A: The hottest and generally driest time is during the peak season in summer—remember the seasons are reversed in the southern hemisphere, so our summer stretches from December to February. Most Kiwis take their main holiday in late December/early January, so it’s a busy time throughout the country. Either side, the weather’s still great during the shoulder seasons of fall and spring, with less crowds and more discounts on hotels and attractions. On South Island especially there’s plenty of snow during winter—and heaps of world class ski fields that cater to all levels.

Q: Do I need a visa?

A: There is currently a visitor visa waiver agreement with the US, Canada, Australia, and many European countries, meaning no visas are required. However, a proposal to introduce a one-off $35 tourist levy is proving popular and may be introduced sometime in 2019. The money would be used for maintaining tourist infrastructure and national parks, but visitors from Australia and the Pacific Islands will be exempt.

Q: What’s the best way to get around? Should I rent a car?

A: Air travel can be costly, and trains are limited. There’s a super nationwide bus network, and most of the more remote locations are well serviced by shuttles also. However, I would absolutely recommend renting a car or campervan. Not only is it more convenient, but you’ll get to savor the joy of experiencing a country of everchanging, spectacular scenery that looks as though it was carved out especially for road tripping.

Milford Sound, New Zealand ©shirophoto, iStock

Q: Is New Zealand a safe place for solo travel?

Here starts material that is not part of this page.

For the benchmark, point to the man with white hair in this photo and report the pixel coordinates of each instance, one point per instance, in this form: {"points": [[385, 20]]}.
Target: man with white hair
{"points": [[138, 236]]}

A: Solo travelers should always take the usual precautions, but for some peace of mind it’s worth remembering that in 2017 the Global Peace Index ranked New Zealand as the second safest country in the world. Kiwis are a staggering laid back and optimistic bunch who take great pride in their beautiful nation and welcoming overseas guests—scenery aside, among your fondest memories will be the people.

Q: Is tipping customary in New Zealand?

A: Kiwis certainly don’t work for tips and you’re pretty much guaranteed friendly service whether you tip or not. However, though tipping is not customary, it’s certainly very much appreciated if you do.

Q: What should I absolutely not miss on my trip?

A: New Zealand is so magical because its wildly varied landscapes of towering mountains, volcanoes, rainforests, fiords and tropical beaches are crammed into a really manageable area that allows guests—especially those with their own transport—to pack so much into their vacation. Top of the to-dos should be: experiencing some Maori culture; cruising or kayaking the “Eighth Wonder of the World” Milford Sound; visiting North Island’s geothermal heart; and scaring yourself senseless in Queenstown, the adventure capital of the world. There’s a wealth of world-renowned wineries and microbreweries where you can kick back in between the adventuring, too.